スラスラPCのキーが打てるわ~(・ω・)
クルクルと切断面から血をまき散らしながら宙を舞う腕が一本
まぁ、俺の何だが
「っっづううううう!?」
(知覚してからあれだけあった距離を一瞬で詰められるとかどんな速度だ!?)
その代償に俺の肘から先を持っていかれたが。
(腕一本で二人の女の命、お釣りがくらぁな・・・とりあえず切り落とされた方の腕は『念』のオーラで止血――――――――――)

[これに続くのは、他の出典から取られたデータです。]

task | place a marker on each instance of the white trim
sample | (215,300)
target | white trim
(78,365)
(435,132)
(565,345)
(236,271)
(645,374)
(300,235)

正直、未知の痛みに先程は叫んでしまったが頭の芯の方は自分でもドン引きする程キンキンに冷えていた
「うわぁああああぶgys!?」
「た、たすk」
「ぎゃ!?」
「ごぇあぁあぇ!?」
俺の腕が宙に舞っている数秒の間だけでも後続組の冒険者が次々と八つ裂きにされ阿鼻叫喚の地獄絵図が広がっていく
皮肉にも
おかげで助かりはしたものの、決して気分の良い話ではない
(くっそ!相手の速度は自分以上、近接は不利、だったら距離を取りつつ中距離か遠距離攻撃!)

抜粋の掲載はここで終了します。